RAE’S READS

  • I love being in on the first of a series, and this book is the first in “A Scotshop Mystery Series”.  The heroine/amateur sleuth, Peggy, is a protagonist I want to follow through many adventures solving murders.

    At first, I kept thinking, when are we going to find a dead body? as Peggy goes on a buying trip to Scotland to purchase authentic scotch tartan kilts, scarves, and ties for her wee shop, the Scotshop, in the states.  Her trip is as much an escape (from  finding her “almost fiancee” in her bed with her best friend) as it is her annually scheduled buying trip.
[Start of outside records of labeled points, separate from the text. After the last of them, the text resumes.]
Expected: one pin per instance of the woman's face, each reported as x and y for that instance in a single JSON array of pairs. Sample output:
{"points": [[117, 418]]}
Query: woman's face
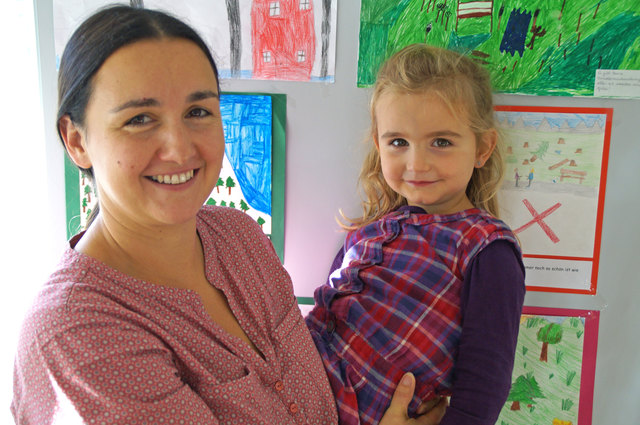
{"points": [[153, 132]]}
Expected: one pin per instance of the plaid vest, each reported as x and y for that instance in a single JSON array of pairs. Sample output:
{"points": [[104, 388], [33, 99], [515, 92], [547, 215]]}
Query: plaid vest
{"points": [[394, 307]]}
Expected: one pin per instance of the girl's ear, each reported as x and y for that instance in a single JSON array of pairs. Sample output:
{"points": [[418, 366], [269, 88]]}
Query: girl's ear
{"points": [[486, 145], [74, 139]]}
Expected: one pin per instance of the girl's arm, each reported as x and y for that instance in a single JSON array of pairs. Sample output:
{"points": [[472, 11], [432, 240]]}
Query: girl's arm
{"points": [[492, 298]]}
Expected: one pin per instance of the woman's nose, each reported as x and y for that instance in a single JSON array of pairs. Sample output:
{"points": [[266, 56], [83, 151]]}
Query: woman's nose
{"points": [[177, 145]]}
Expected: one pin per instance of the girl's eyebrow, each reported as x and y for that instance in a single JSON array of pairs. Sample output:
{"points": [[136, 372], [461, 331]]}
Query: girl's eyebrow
{"points": [[440, 133], [148, 101]]}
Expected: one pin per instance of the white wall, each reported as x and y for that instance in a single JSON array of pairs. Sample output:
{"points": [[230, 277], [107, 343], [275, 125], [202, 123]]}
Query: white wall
{"points": [[325, 126]]}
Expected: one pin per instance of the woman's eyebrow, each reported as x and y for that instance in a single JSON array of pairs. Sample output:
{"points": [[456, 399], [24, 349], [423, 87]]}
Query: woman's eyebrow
{"points": [[136, 103], [201, 95], [149, 101]]}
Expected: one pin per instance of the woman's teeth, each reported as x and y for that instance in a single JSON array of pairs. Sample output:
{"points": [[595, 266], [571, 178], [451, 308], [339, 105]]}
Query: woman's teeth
{"points": [[173, 178]]}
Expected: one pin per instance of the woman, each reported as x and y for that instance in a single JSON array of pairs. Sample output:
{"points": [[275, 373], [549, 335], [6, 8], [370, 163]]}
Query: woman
{"points": [[163, 311]]}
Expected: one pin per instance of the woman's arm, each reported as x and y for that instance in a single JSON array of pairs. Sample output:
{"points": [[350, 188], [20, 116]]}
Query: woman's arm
{"points": [[396, 414], [102, 369]]}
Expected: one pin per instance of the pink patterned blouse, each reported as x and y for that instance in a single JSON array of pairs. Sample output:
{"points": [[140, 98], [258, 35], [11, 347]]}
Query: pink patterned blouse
{"points": [[101, 347]]}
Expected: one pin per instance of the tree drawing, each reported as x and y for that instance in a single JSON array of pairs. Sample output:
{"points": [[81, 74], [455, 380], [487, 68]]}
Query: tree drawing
{"points": [[230, 183], [524, 390], [87, 191], [233, 14], [219, 183], [549, 334]]}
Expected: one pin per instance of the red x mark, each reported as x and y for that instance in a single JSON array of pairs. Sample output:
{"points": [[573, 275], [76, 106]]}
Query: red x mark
{"points": [[537, 218]]}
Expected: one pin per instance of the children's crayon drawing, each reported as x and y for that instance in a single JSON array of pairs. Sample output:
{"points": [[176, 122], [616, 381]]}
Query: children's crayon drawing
{"points": [[554, 369], [250, 39], [252, 175], [537, 47], [553, 193]]}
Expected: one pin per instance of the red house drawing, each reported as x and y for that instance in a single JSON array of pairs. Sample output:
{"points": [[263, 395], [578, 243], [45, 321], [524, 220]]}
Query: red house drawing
{"points": [[283, 38]]}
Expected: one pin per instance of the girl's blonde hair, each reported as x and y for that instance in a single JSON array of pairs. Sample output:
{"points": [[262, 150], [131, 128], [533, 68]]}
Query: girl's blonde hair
{"points": [[465, 88]]}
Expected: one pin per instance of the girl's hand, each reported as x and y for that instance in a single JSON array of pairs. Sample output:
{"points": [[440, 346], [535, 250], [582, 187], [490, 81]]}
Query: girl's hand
{"points": [[396, 414]]}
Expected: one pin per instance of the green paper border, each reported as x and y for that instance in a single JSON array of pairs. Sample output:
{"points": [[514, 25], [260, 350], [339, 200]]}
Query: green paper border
{"points": [[278, 152]]}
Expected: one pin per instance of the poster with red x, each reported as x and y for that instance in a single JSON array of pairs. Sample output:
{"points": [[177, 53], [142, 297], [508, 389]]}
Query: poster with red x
{"points": [[553, 192]]}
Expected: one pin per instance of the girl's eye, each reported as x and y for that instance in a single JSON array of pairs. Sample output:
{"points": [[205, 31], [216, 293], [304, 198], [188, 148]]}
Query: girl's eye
{"points": [[198, 113], [139, 120], [399, 143], [441, 143]]}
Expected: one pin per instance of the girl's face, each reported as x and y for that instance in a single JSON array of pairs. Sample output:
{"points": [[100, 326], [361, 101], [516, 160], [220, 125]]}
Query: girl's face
{"points": [[427, 154], [153, 132]]}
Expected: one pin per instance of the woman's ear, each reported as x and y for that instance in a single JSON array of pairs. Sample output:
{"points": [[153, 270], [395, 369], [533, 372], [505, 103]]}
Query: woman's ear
{"points": [[74, 139], [486, 145]]}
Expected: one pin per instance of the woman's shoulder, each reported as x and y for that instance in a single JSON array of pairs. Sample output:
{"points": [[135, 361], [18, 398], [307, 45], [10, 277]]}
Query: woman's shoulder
{"points": [[225, 219]]}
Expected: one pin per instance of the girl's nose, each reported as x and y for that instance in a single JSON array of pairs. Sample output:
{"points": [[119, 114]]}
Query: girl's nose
{"points": [[418, 161], [177, 145]]}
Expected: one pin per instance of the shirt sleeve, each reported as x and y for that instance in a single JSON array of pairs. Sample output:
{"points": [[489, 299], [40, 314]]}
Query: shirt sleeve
{"points": [[492, 299], [103, 369]]}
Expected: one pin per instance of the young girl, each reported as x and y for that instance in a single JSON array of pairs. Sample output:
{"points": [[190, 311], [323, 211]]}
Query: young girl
{"points": [[429, 281]]}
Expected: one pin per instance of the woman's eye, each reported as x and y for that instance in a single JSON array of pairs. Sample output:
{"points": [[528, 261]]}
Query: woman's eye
{"points": [[399, 143], [441, 143], [139, 120], [198, 113]]}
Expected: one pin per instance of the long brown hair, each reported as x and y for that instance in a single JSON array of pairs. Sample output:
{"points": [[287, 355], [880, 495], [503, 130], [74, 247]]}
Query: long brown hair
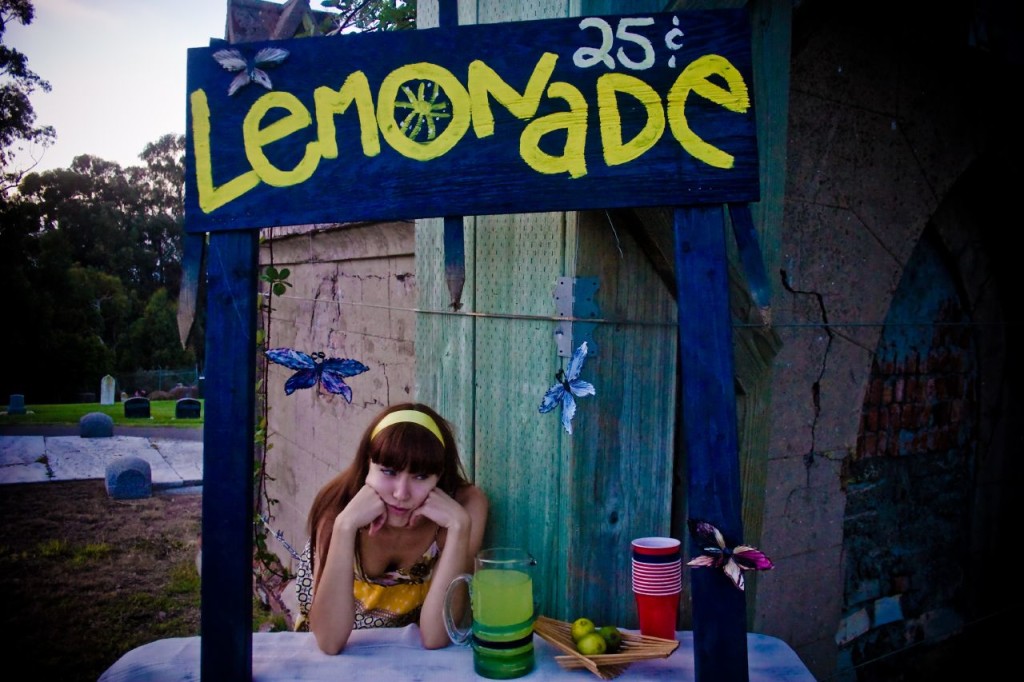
{"points": [[400, 445]]}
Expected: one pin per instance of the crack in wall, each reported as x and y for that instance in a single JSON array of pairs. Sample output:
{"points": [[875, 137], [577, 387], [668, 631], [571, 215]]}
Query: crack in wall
{"points": [[816, 386]]}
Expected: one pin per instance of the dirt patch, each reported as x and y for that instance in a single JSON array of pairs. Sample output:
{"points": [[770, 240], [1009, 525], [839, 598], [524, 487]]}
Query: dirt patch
{"points": [[87, 578]]}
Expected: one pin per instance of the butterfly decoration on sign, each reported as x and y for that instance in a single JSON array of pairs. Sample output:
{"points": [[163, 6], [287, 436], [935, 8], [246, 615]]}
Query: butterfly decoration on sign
{"points": [[717, 555], [567, 387], [316, 369], [250, 72]]}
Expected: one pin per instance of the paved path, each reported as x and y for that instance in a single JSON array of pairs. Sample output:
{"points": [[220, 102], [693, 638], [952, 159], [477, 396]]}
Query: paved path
{"points": [[51, 454]]}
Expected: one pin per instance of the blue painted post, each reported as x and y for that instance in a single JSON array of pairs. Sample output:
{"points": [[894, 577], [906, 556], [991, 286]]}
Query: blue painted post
{"points": [[709, 419], [455, 243], [227, 457]]}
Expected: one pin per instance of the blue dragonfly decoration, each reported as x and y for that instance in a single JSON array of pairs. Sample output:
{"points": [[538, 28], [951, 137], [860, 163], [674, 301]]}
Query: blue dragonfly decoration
{"points": [[567, 387], [316, 369], [250, 72]]}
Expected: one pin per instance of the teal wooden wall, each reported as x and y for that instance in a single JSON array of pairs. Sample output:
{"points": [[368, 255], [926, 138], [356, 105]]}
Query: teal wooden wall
{"points": [[576, 501]]}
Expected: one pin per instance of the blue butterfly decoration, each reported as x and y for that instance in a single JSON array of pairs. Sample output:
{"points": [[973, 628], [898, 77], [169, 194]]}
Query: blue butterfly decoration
{"points": [[250, 72], [568, 385], [316, 369]]}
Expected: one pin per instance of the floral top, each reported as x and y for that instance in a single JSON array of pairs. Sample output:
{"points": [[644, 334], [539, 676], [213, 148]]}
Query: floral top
{"points": [[393, 599], [390, 600]]}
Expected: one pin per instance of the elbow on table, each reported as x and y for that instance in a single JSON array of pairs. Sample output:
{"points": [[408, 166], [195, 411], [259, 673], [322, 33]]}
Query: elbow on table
{"points": [[435, 642], [331, 646]]}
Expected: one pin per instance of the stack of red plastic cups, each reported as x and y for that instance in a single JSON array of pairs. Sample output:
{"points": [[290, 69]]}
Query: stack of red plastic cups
{"points": [[657, 582]]}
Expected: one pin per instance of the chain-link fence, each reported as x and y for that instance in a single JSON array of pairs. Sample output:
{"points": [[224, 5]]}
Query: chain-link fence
{"points": [[161, 384]]}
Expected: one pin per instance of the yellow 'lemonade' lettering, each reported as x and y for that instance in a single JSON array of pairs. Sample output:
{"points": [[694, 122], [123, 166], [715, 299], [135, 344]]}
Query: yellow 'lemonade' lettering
{"points": [[694, 79], [329, 102], [211, 198], [435, 112], [574, 124], [392, 130], [483, 81], [255, 138], [616, 152]]}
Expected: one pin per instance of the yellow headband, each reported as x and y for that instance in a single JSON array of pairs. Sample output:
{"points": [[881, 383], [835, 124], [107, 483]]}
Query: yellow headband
{"points": [[414, 416]]}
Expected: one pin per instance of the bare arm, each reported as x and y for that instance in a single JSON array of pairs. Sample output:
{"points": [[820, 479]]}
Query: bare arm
{"points": [[465, 521], [332, 613]]}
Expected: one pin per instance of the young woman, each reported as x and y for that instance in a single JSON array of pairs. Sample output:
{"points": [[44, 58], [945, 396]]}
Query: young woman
{"points": [[390, 533]]}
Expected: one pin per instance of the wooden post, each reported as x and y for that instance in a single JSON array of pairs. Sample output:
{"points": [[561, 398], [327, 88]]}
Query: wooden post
{"points": [[227, 457], [709, 419]]}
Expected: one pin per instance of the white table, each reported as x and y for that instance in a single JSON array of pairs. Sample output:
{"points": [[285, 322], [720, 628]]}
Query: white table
{"points": [[392, 653]]}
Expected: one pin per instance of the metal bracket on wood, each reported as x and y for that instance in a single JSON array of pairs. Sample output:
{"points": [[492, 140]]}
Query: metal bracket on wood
{"points": [[576, 299]]}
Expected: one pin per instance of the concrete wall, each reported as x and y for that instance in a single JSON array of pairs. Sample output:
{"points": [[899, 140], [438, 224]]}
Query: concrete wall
{"points": [[352, 295], [876, 145]]}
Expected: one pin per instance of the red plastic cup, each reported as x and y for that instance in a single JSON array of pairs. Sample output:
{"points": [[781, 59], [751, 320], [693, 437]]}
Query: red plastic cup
{"points": [[657, 614], [656, 569], [655, 546]]}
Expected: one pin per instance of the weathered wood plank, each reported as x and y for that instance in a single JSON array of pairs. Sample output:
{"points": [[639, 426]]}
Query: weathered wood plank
{"points": [[227, 457], [624, 448]]}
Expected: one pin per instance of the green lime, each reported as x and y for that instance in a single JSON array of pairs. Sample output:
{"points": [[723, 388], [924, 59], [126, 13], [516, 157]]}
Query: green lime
{"points": [[611, 636], [592, 645], [582, 628]]}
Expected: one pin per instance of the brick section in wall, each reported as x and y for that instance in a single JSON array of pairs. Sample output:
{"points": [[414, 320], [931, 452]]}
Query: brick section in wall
{"points": [[908, 484]]}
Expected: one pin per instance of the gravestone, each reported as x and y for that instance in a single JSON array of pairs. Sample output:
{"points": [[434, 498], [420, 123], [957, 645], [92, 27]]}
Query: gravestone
{"points": [[95, 425], [137, 408], [129, 478], [187, 409], [107, 390], [16, 406]]}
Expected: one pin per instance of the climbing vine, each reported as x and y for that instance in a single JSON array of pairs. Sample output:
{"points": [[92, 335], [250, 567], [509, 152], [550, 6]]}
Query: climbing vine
{"points": [[268, 572]]}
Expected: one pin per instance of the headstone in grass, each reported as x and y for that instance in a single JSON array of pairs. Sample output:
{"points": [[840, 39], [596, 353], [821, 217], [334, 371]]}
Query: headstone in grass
{"points": [[129, 478], [16, 406], [137, 408], [187, 409], [95, 425], [107, 390]]}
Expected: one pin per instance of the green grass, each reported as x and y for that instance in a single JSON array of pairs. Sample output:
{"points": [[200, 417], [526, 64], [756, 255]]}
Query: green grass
{"points": [[161, 414]]}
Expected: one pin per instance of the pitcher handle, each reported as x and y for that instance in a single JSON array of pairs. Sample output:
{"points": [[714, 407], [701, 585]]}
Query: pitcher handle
{"points": [[457, 635]]}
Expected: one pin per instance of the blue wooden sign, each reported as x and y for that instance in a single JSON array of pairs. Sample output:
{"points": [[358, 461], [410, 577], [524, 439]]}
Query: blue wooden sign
{"points": [[593, 113]]}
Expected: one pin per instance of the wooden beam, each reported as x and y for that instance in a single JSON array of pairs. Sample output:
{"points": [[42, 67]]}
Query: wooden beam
{"points": [[227, 457], [709, 418]]}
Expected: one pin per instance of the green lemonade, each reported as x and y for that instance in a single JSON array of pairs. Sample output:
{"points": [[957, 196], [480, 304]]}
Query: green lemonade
{"points": [[503, 624], [502, 598]]}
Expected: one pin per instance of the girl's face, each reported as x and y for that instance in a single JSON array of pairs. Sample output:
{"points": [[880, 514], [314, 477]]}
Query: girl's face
{"points": [[401, 491]]}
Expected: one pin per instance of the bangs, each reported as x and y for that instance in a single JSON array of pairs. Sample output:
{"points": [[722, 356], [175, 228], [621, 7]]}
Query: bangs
{"points": [[409, 446]]}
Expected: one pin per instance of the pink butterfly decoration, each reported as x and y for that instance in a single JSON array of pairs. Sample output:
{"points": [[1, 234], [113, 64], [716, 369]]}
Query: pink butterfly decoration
{"points": [[717, 555]]}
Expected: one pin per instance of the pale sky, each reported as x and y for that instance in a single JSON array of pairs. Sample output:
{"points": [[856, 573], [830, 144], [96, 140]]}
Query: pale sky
{"points": [[118, 72]]}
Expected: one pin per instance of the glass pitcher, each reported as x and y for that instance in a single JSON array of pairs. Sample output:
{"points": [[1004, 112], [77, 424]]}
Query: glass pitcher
{"points": [[501, 595]]}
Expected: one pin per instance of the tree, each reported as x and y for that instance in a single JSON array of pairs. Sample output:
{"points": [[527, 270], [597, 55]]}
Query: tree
{"points": [[17, 83], [360, 15]]}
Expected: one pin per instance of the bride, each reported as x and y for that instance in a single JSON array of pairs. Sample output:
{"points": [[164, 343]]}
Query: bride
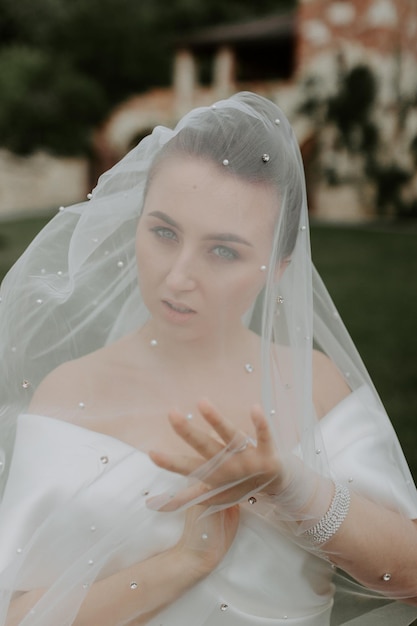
{"points": [[188, 433]]}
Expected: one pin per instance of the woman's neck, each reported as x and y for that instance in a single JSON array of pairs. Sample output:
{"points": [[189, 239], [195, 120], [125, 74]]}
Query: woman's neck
{"points": [[211, 349]]}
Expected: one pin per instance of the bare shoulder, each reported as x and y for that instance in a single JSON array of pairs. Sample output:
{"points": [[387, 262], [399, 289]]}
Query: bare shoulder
{"points": [[329, 386], [57, 393], [74, 383]]}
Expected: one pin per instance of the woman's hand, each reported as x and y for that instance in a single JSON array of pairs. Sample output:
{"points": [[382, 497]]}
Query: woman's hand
{"points": [[233, 466], [206, 538]]}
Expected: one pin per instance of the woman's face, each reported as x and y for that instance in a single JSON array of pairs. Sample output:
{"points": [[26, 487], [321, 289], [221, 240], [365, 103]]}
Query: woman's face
{"points": [[203, 241]]}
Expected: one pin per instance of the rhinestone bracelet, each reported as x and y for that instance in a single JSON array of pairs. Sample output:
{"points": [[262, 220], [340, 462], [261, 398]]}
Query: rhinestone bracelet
{"points": [[332, 520]]}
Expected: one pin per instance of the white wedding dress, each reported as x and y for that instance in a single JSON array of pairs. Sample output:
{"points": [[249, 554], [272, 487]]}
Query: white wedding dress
{"points": [[74, 486]]}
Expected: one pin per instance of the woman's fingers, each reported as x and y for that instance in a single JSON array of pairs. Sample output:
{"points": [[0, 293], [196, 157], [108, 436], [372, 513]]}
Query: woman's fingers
{"points": [[180, 464], [223, 427], [197, 439]]}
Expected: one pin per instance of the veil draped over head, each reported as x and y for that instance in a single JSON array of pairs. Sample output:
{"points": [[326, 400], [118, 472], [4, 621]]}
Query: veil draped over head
{"points": [[76, 290]]}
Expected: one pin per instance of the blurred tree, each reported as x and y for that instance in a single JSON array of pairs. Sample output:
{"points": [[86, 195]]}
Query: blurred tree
{"points": [[45, 103], [64, 64]]}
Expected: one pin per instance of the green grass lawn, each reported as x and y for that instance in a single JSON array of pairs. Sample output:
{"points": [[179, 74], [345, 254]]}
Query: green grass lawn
{"points": [[371, 273]]}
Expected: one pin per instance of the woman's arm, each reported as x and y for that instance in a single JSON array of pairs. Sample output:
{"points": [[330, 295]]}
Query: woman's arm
{"points": [[136, 594], [375, 545]]}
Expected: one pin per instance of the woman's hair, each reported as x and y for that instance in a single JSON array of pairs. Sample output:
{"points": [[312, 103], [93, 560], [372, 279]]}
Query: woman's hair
{"points": [[251, 144]]}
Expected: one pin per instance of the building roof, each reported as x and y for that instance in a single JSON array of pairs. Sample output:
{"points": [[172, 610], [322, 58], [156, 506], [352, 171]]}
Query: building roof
{"points": [[272, 27]]}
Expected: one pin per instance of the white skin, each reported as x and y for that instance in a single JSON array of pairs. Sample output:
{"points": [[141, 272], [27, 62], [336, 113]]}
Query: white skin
{"points": [[202, 239]]}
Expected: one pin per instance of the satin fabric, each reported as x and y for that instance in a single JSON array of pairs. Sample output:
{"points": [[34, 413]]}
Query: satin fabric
{"points": [[69, 486]]}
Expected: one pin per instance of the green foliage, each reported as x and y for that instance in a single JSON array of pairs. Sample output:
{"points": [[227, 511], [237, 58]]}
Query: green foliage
{"points": [[65, 63], [45, 103], [352, 110]]}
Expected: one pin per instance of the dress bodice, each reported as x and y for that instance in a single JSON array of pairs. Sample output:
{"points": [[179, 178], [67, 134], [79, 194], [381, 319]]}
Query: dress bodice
{"points": [[79, 490]]}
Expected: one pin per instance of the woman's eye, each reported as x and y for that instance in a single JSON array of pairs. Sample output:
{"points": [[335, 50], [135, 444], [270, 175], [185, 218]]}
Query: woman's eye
{"points": [[225, 253], [164, 233]]}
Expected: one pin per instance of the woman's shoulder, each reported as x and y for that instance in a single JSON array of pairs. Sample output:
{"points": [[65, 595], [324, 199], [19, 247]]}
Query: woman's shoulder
{"points": [[329, 385], [65, 387]]}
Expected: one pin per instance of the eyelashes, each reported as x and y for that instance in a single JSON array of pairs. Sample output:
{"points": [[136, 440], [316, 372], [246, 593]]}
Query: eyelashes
{"points": [[224, 253]]}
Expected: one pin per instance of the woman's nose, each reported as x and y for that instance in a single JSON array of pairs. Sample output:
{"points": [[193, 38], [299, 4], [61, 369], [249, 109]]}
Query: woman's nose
{"points": [[181, 276]]}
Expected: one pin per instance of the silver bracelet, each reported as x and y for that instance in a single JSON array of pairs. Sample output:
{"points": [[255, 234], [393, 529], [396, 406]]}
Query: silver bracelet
{"points": [[333, 519]]}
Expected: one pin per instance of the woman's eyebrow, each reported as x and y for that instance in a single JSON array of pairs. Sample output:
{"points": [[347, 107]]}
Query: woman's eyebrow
{"points": [[165, 218], [227, 237], [211, 237]]}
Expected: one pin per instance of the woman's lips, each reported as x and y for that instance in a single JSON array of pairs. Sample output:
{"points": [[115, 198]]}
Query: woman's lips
{"points": [[178, 310]]}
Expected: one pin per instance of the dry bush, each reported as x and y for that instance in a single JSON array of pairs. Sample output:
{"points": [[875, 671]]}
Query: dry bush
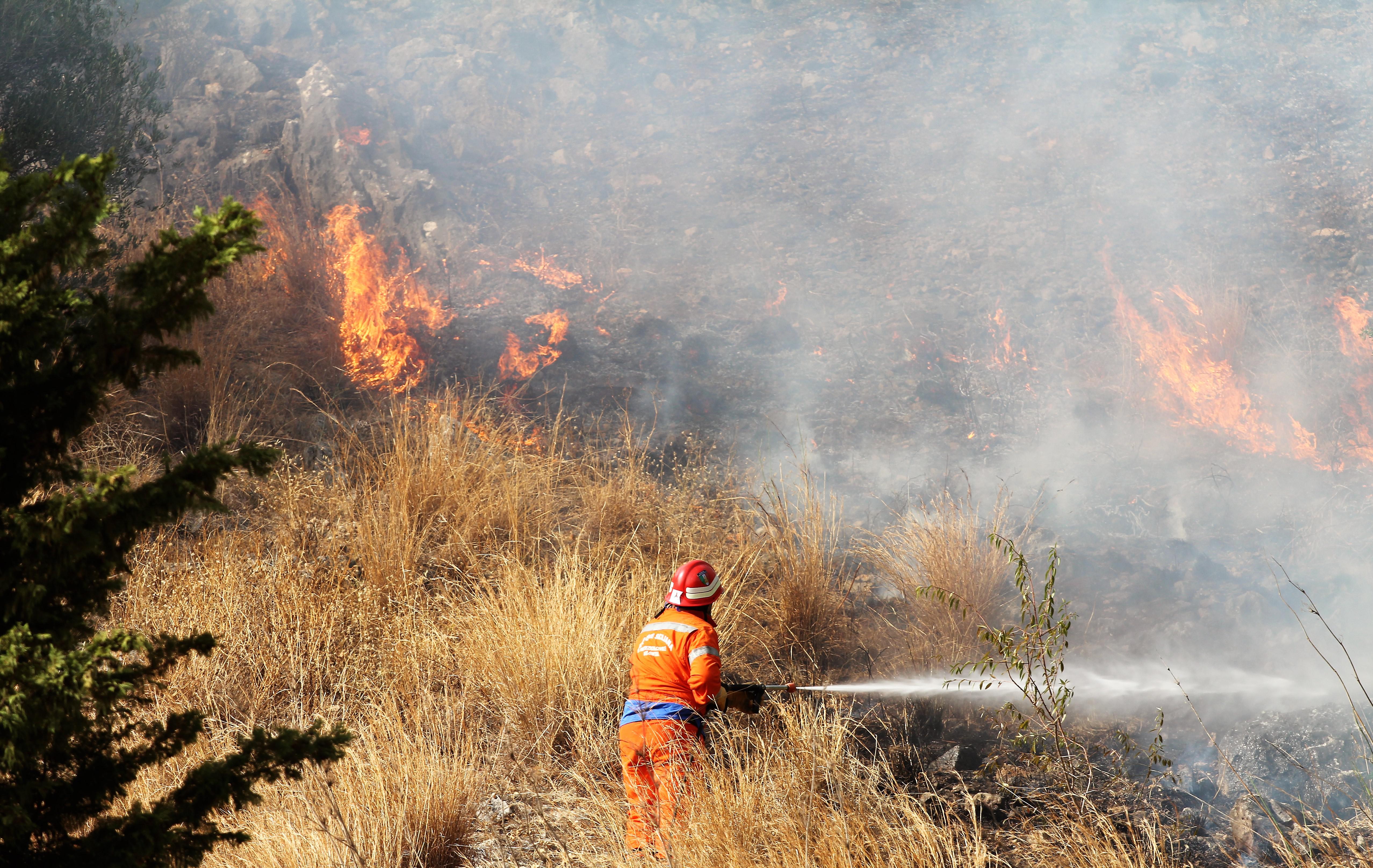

    Staying at the bed and breakfast she always uses, owned by Mr. and Mrs. Sinclair, the elderly grandparent-like proprietors who don’t ask nosy questions nor for explanations for her low spirits, the three go on a hike to enjoy the Scottish air and countryside.  This is where Peggy meets Macbeth Donleavy Freusach Finlay Macearachar MacPheidiran of Clan Farquharson, who claims his friends call him “Mock-bey-ath” or at least that’s what it sounds like to Peggy.  He is one brawny, handsome Scotsman; unfortunately he has been dead since the thirteen hundreds.  Only Peggy can see him because she has purchased in a wee shop (which she mysteriously is unable to re-locate) a shawl that belonged to Macbeth’s true love, Peigi.  With the assistance of the author’s creative spellings, one can hear the accents and drawn out syllables which are part of our hero’s charm (who is ONE of the book’s heroes and “love interests”; the other is the investigating Captain  Harper, new to the local police force and very much alive.)

    It is when the Scotsman and Peggy return to the States that they finally (page 89!) find the dead body–Mason, Peggy’s ex (in more ways than one, now) boyfriend…in her shop! (Have you ever noticed that in cozy mysteries, the person who ends up dead is always someone you love to hate?)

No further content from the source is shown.